Binary logs are essentially a recovery mechanism for Real-Time index data and also of attributes updates of plain indexes that would otherwise only be stored in RAM until flush. With binary logs enabled, searchd writes every given transaction to the binlog file, and uses that for recovery after an unclean shutdown. On clean shutdown, RAM chunks are saved to disk, and then all the binlog files are unlinked.

Disabling binary logging

Binary logging is enabled by default. The default location for binlog.* files in Linux is /var/lib/manticore/data/. In RT mode the binary logs are saved in the data_dir folder, unless specifed differently.

searchd {
...
    binlog_path = # disable logging
...

Disabling binary logging improves performance for Real-Time indexes, but puts their data at risk.

searchd {
...
    binlog_path = /var/data
...

Operations

When logging is enabled, every transaction committed into RT index gets written into a log file. Logs are then automatically replayed on startup after an unclean shutdown, recovering the logged changes.

Log size

During normal operation, a new binlog file will be opened every time when binlog_max_log_size limit is reached. Older, already closed binlog files are kept until all of the transactions stored in them (from all indexes) are flushed as a disk chunk. Setting the limit to 0 pretty much prevents binlog from being unlinked at all while searchd is running; however, it will still be unlinked on clean shutdown. By default, there is no limit of the log file size.

binlog_max_log_size = 16M

Binary flushing strategies

There are 3 different binlog flushing strategies, controlled by directive binlog_flush:

searchd {
...
    binlog_flush = 1 # ultimate safety, low speed
...
}

Recovery

On recovery after an unclean shutdown, binlogs are replayed and all logged transactions since the last good on-disk state are restored.
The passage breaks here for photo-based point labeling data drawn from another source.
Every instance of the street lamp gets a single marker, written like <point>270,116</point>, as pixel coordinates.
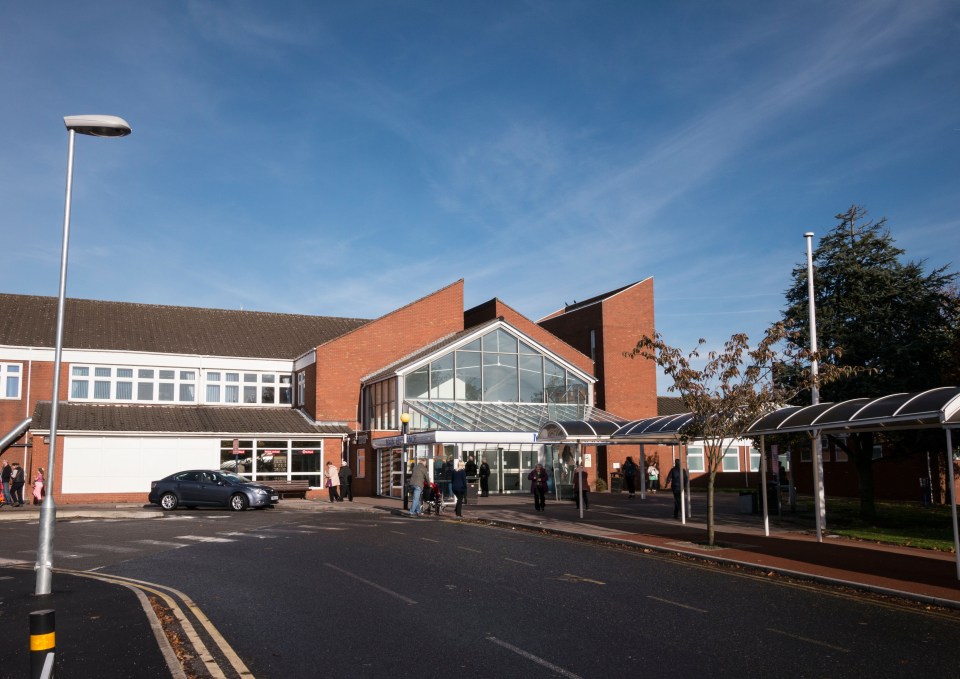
<point>819,500</point>
<point>94,126</point>
<point>404,422</point>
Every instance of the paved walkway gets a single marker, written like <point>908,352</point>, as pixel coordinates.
<point>96,615</point>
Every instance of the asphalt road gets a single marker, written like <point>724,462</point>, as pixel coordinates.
<point>366,594</point>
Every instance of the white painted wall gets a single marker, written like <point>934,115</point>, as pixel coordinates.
<point>96,464</point>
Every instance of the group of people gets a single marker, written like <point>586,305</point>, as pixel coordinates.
<point>13,479</point>
<point>338,482</point>
<point>456,473</point>
<point>538,486</point>
<point>631,473</point>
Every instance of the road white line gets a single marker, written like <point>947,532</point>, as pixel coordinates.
<point>161,543</point>
<point>372,584</point>
<point>522,563</point>
<point>676,603</point>
<point>530,656</point>
<point>114,548</point>
<point>809,640</point>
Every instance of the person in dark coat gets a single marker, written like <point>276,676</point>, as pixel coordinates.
<point>16,484</point>
<point>580,483</point>
<point>458,484</point>
<point>484,478</point>
<point>676,479</point>
<point>630,473</point>
<point>538,486</point>
<point>346,482</point>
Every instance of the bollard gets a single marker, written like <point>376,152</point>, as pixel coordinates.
<point>43,644</point>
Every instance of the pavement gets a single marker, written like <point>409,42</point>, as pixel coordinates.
<point>101,614</point>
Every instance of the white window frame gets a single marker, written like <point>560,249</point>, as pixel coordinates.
<point>173,379</point>
<point>11,371</point>
<point>247,383</point>
<point>695,457</point>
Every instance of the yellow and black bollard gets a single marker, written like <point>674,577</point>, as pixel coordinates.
<point>43,644</point>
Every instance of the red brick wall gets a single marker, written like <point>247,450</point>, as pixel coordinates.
<point>626,387</point>
<point>629,385</point>
<point>496,308</point>
<point>342,362</point>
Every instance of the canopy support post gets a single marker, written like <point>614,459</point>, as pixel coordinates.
<point>953,501</point>
<point>763,484</point>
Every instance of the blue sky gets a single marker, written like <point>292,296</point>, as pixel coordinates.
<point>345,158</point>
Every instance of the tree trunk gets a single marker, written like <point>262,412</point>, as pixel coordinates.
<point>711,529</point>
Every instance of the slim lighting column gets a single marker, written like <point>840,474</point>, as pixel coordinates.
<point>404,423</point>
<point>819,500</point>
<point>95,126</point>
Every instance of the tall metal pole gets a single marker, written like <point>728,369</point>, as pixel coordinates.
<point>404,422</point>
<point>95,126</point>
<point>48,511</point>
<point>819,500</point>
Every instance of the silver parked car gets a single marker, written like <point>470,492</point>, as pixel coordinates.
<point>211,488</point>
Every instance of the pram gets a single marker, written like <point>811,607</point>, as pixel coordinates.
<point>432,499</point>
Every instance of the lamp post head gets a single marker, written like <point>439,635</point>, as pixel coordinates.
<point>98,126</point>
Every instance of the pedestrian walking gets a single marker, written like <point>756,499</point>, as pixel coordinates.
<point>418,477</point>
<point>630,472</point>
<point>16,484</point>
<point>458,483</point>
<point>538,486</point>
<point>38,487</point>
<point>581,487</point>
<point>484,478</point>
<point>677,479</point>
<point>5,480</point>
<point>346,481</point>
<point>332,482</point>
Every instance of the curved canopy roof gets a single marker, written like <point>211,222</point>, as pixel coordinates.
<point>662,429</point>
<point>577,431</point>
<point>933,408</point>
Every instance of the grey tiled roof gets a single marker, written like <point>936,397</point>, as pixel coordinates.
<point>179,419</point>
<point>30,321</point>
<point>671,405</point>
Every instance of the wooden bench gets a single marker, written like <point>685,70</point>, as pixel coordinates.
<point>295,488</point>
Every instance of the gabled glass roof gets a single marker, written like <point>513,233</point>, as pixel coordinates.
<point>933,408</point>
<point>497,416</point>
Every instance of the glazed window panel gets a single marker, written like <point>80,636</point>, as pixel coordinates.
<point>576,389</point>
<point>442,378</point>
<point>554,382</point>
<point>531,378</point>
<point>469,382</point>
<point>500,377</point>
<point>417,383</point>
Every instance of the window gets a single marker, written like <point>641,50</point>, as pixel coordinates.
<point>731,459</point>
<point>258,388</point>
<point>496,367</point>
<point>695,459</point>
<point>148,385</point>
<point>10,378</point>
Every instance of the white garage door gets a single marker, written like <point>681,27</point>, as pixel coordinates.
<point>128,465</point>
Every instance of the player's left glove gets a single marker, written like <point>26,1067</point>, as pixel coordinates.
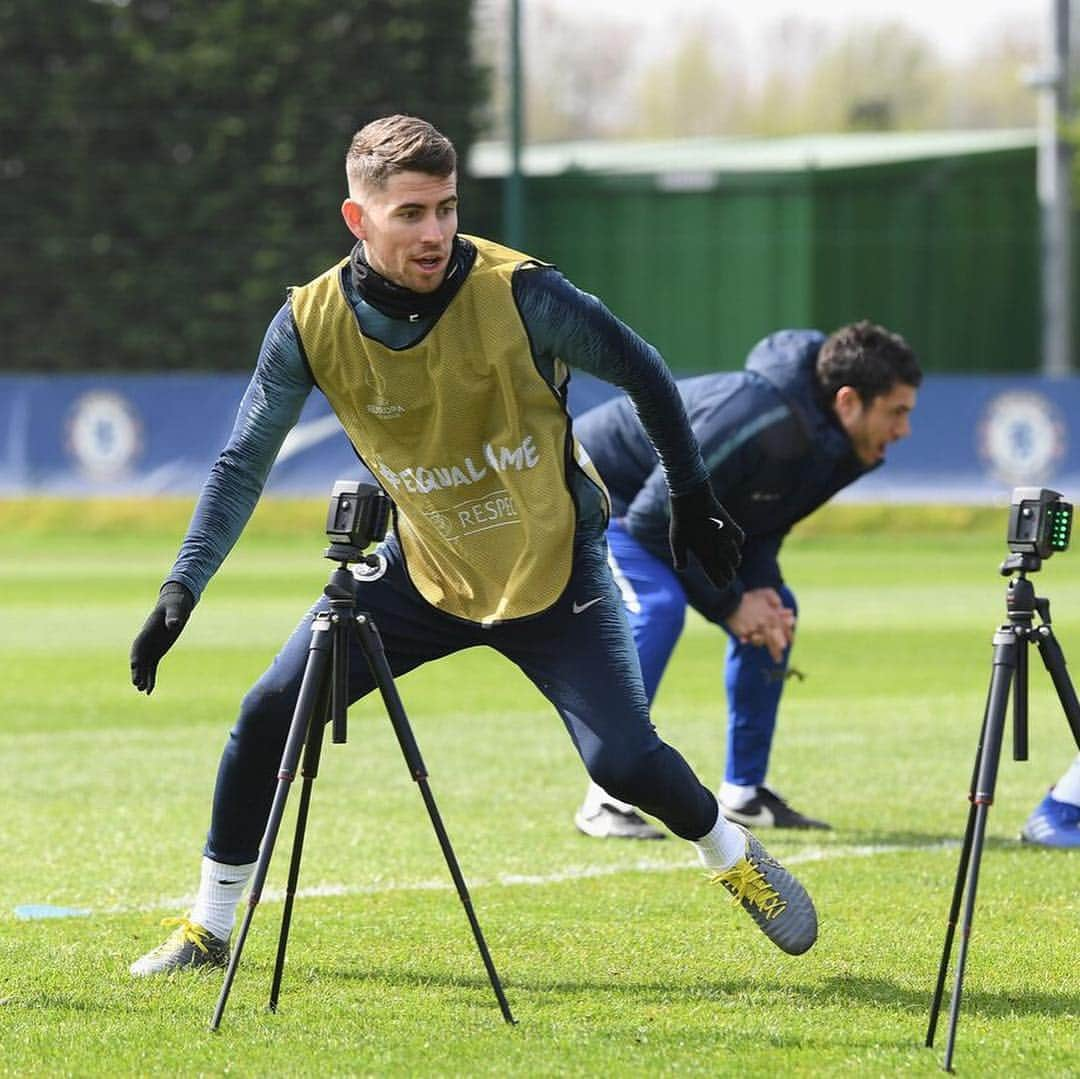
<point>159,633</point>
<point>703,527</point>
Transactions are checksummed so in case of binlog file corruption garbage data will not be replayed; such a broken transaction will be detected and will stop replay. Transactions also start with a magic marker and timestamped, so in case of binlog damage in the middle of the file, it is technically possible to skip broken transactions and keep replaying from the next good one, and/or it is possible to replay transactions until a given timestamp (point-in-time recovery), but none of that is implemented yet.

Flushing RT RAM chunks

Intensive updating of a small RT index that fully fits into a RAM chunk will lead to an ever-growing binlog that can never be unlinked until clean shutdown. Binlogs are essentially append-only deltas against the last known good saved state on disk, and unless RAM chunk gets saved, they can not be unlinked. An ever-growing binlog is not very good for disk use and crash recovery time. To avoid this, you can configure searchd to perform a periodic RAM chunk flush to fix that problem using rt_flush_perioddirective. With periodic flushes enabled, searchd will keep a separate thread, checking whether RT indexes RAM chunks need to be written back to disk. Once that happens, the respective binlogs can be (and are) safely unlinked.

searchd {
...
    rt_flush_period = 3600 # 1 hour
...
}

Note that rt_flush_period only controls the frequency at which the checks happen. There are no guarantees that the particular RAM chunk will get saved. For instance, it does not make sense to regularly re-save a huge RAM chunk that only gets a few rows worth of updates. The search server determine whether to actually perform the flush with a few heuristics.